What is your maxOutputTokens set too?

For testing purposes, to trigger it, I set it to 15. You can see it in the usageMetadata field.

Try setting it higher and see if you get a response.

I did. You don’t get a few dozen lines of content AND finishReason is MAX_TOKENS ever. It is an exclusive or relationship: either you get content, or you get MAX_TOKENS and no content.

The proposed change is to supply the content generated so far, stop the generation, and of course inform the user that the content was truncated by adding the MAX_TOKENS indicator in finishReason.

Thank you for helping me explain the proposed change in a more accurate and hopefully understandable way.

I keep feeling like there is a bug in the API gateway that is handling the response.
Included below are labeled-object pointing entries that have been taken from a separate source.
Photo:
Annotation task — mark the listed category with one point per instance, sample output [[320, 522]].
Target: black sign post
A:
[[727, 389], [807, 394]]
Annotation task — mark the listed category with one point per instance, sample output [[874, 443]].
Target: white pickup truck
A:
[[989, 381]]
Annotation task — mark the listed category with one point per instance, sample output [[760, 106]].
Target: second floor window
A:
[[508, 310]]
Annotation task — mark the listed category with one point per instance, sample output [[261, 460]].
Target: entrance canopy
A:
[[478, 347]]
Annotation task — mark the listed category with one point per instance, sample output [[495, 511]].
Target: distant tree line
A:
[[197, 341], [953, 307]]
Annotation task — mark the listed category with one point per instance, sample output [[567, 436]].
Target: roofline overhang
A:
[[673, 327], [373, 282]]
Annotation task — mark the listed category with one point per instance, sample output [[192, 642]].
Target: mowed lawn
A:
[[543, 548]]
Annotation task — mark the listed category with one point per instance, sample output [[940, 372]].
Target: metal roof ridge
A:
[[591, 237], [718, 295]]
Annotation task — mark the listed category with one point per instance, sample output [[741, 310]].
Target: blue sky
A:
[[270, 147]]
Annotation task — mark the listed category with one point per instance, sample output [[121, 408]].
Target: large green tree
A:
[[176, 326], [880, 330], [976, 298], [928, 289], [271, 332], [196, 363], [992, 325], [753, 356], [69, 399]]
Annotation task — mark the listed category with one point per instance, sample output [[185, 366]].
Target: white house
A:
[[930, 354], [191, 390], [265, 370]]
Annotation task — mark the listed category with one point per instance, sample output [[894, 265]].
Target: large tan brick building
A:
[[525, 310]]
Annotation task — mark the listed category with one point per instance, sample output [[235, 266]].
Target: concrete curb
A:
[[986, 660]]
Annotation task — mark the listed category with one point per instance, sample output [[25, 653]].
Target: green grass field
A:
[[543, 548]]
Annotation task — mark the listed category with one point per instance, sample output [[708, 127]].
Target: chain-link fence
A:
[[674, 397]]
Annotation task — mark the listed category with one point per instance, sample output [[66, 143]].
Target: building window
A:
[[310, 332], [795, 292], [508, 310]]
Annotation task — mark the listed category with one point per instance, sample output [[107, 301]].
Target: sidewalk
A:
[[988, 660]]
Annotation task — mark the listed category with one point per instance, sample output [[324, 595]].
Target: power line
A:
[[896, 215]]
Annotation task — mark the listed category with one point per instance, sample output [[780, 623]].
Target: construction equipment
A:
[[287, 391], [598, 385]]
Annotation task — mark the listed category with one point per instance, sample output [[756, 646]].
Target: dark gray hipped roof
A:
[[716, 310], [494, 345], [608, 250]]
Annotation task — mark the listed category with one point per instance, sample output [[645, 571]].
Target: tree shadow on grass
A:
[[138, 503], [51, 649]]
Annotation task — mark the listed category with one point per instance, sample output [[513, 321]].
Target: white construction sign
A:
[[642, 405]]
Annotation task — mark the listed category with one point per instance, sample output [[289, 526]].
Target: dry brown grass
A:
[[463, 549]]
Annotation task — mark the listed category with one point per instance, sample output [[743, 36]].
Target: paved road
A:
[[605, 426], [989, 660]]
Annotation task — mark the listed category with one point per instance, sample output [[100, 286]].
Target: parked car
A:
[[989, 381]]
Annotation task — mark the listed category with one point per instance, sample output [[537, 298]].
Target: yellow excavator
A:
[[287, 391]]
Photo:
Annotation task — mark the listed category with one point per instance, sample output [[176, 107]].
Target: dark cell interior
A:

So that it is checking the finish reason (or equivalent) and if it isn’t STOP then it blocks whatever the text would be.

Some evidence for this is that if you’re streaming, you’ll get the partial response ok, except for the last streamed chunk.

1 Like

You are right. I edited the title to better reflect where the problem is, my old title was complaining about max output tokens, which isn’t the issue.

It wouldn’t surprise me if the gateway isn’t even software, it probably is a network appliance that massages the messages. Which probably makes it easy to make a fix while simultaneously making it hard to find the right operations contact to effect it.

1 Like